1. Abstract
When using an over-parameterized model, the author found the model can be pruned without losing the most accuracy.
- The author identifies the essential weight using LWM to obtain the mask.
- For pruned model, train on source domain with regularization.
- Then, transfer the model to the target domain, freeze the un-pruned parameter on the source domain, and train only the pruned parameter on the target domain.
2. Contribution
- Very first using pruning in transfer learning.
- First use transfer learning to solve ODE and PDE.
- Using pruning with regularization to achieve SOTA as claimed
2.1. Idea
- Using prune techniques in transfer learning.

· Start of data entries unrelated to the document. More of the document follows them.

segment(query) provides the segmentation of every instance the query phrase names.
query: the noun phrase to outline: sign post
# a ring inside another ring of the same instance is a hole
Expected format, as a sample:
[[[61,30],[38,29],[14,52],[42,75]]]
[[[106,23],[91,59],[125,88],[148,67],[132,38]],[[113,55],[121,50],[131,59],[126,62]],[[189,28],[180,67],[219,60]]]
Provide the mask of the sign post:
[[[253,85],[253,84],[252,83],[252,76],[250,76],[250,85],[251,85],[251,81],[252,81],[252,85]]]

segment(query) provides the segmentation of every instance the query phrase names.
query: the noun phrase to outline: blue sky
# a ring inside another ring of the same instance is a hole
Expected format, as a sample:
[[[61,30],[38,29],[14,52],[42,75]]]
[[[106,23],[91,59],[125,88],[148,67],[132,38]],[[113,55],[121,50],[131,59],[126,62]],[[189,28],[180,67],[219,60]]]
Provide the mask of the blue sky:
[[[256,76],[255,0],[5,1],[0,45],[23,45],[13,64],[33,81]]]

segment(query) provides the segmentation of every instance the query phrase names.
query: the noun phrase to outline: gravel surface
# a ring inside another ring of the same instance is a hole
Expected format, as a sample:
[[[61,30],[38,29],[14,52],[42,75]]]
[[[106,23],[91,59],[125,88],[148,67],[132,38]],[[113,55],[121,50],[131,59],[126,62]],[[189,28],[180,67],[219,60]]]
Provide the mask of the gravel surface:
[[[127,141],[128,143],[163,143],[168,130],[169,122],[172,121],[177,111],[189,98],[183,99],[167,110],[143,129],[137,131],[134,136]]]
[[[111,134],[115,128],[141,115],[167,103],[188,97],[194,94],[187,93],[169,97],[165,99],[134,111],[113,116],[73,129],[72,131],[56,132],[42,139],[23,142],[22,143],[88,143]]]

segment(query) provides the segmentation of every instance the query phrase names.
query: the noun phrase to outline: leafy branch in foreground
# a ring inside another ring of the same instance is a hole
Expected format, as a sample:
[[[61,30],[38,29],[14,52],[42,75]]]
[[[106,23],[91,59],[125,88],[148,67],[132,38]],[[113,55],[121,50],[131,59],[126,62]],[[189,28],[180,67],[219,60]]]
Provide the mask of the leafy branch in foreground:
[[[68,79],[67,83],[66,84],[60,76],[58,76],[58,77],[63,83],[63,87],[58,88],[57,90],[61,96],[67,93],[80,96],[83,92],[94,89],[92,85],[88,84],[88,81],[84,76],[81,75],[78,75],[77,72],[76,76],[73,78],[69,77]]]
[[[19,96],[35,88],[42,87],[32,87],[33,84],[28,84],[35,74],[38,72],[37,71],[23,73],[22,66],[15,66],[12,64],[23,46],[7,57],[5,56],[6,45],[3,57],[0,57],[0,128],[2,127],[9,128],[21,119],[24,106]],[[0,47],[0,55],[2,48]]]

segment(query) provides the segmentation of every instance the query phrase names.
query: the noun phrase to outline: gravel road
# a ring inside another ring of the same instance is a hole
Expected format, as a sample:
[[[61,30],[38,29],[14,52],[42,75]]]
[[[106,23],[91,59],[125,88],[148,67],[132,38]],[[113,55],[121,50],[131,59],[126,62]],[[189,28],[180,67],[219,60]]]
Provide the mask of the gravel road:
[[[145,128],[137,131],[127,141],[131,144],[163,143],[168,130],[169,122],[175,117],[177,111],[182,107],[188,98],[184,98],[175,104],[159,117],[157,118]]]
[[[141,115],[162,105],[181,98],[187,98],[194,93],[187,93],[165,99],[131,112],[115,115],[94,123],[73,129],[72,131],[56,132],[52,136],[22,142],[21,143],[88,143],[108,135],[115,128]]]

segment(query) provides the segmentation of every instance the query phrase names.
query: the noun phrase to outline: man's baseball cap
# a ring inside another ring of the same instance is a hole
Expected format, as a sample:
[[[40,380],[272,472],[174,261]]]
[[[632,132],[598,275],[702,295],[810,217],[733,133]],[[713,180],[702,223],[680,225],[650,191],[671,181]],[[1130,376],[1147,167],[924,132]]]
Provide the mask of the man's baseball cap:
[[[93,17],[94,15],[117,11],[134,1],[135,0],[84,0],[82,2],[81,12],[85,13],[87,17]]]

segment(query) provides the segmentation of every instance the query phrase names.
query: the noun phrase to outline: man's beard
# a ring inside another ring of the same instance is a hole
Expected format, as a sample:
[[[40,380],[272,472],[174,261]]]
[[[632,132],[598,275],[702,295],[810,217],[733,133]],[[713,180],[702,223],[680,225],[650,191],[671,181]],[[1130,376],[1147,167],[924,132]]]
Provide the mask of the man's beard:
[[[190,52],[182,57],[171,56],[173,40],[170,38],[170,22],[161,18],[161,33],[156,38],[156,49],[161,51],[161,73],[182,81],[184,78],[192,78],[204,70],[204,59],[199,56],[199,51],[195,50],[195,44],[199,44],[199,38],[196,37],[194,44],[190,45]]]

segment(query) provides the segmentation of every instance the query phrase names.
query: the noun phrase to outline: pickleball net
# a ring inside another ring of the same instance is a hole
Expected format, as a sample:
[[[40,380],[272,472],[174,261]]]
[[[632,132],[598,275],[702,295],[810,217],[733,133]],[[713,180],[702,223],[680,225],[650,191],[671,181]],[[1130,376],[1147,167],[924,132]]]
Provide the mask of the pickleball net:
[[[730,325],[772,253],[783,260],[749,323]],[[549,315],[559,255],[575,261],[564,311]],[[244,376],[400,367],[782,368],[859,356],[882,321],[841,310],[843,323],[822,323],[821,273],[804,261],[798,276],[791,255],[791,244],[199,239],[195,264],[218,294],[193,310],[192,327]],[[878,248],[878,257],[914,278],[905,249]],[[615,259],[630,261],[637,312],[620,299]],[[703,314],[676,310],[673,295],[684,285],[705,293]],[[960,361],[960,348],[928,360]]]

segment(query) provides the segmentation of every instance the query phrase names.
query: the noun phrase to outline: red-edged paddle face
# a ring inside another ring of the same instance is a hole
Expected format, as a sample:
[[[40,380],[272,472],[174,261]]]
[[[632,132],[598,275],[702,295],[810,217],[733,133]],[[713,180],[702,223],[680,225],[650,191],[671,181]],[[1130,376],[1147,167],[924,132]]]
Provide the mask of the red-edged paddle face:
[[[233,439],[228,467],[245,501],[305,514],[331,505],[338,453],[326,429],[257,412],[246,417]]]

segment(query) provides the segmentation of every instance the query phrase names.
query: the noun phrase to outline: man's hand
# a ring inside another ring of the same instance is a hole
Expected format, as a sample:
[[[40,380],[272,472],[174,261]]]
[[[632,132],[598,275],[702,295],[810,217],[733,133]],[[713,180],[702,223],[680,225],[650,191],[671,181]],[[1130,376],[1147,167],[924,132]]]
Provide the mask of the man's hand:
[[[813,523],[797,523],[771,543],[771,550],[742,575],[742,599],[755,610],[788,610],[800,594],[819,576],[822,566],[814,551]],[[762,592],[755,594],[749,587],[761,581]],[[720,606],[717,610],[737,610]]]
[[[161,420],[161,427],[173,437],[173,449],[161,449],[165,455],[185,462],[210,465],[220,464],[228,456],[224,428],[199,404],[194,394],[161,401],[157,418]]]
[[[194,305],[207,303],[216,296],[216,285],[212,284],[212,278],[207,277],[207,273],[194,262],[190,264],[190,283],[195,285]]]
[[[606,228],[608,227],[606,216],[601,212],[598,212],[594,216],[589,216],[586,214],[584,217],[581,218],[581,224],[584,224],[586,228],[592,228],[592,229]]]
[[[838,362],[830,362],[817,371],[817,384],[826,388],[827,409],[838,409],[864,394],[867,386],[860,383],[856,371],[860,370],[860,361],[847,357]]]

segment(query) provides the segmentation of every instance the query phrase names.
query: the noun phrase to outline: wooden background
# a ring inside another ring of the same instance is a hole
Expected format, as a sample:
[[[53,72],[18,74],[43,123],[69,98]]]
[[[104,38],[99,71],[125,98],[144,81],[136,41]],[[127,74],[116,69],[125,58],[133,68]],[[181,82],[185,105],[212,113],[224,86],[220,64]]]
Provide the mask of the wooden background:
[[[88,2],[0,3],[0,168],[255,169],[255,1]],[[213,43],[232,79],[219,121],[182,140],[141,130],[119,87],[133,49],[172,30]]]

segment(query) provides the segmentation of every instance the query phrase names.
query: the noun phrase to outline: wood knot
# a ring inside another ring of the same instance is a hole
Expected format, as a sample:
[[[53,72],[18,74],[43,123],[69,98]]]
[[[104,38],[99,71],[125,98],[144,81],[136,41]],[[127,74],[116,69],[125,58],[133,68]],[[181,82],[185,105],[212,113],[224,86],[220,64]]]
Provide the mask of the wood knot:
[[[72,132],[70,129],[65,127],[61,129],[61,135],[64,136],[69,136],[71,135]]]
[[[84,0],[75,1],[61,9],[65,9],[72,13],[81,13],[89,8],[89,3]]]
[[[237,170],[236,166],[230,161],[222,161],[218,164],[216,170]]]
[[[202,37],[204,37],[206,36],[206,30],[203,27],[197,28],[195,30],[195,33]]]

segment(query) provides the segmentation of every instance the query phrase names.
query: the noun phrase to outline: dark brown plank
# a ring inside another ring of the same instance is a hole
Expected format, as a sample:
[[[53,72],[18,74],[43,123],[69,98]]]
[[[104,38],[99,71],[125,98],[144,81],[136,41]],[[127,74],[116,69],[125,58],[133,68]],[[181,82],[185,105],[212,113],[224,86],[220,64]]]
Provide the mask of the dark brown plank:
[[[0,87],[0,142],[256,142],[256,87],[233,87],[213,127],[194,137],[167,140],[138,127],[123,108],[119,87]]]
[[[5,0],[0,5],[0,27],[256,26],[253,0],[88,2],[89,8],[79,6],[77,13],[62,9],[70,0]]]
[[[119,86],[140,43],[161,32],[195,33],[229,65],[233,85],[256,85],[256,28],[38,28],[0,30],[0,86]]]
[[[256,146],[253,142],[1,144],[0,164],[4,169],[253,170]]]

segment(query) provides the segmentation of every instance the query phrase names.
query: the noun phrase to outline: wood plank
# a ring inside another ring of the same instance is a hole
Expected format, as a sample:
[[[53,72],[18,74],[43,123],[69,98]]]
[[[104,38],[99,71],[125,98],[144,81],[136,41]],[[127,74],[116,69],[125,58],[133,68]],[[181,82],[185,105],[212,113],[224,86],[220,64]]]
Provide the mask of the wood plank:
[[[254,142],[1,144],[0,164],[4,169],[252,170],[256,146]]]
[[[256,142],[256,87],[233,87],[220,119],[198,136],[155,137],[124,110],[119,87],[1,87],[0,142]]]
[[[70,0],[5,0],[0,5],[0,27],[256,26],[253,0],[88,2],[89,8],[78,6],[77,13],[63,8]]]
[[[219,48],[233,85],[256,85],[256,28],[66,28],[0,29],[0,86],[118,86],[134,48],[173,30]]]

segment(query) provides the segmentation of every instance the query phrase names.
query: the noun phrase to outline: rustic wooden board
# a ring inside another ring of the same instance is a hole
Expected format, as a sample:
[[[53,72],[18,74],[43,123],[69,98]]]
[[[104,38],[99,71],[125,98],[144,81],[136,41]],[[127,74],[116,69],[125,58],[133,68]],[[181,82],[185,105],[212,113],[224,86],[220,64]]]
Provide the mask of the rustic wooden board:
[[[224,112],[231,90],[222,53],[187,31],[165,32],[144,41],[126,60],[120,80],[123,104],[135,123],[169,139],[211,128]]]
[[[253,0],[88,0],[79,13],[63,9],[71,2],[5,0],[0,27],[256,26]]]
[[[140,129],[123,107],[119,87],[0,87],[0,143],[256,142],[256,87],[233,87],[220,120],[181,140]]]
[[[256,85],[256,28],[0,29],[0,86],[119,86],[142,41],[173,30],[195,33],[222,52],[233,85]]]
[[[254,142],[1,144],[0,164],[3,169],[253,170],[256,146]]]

- For a large model, it considers prune as the optimal weight search. The unpruned part of the source domain’s model is frozen when training on the target domain. Utilize the rest of the model capacity (the pruned part of the model)on the target domain.
3. Proposed Framework
3.1. Pruning
Prune using LWM, only preserve the largest K weights of the original source trained model. The rest of the weights are being pruned. $$ m^{i}= \begin{cases}1, & \text { if }\left|w^{i}\right|>w_{\kappa} \\ 0, & \text { otherwise }\end{cases} $$
3.2. Allocation
After pruning the model with the LWM $k$-th largest mask, on the source domain, train the pruned model with regularization. The regularization method being used is
$$ \Omega(\mathbf{w})=\lambda||\mathbf{w}-\mathbf{w}_{S}||^{2}=\lambda \sum_{i=1}^{D}||w^{i}-w_{S}^{i}||^{2} $$ This is the starting point regularization, encourages the transferred target weight should be close to the initial source weight to avoid catastrophic forgetting.
It is because some important weights may be driven far away from their initial $w_S$
3.3. Calibration
This step is train on the target domain. First, unpruned weight train on the source domain is frozen. The parameter update is being applied on the pruned weight. The main idea maybe to utilize the unused capacity of the model.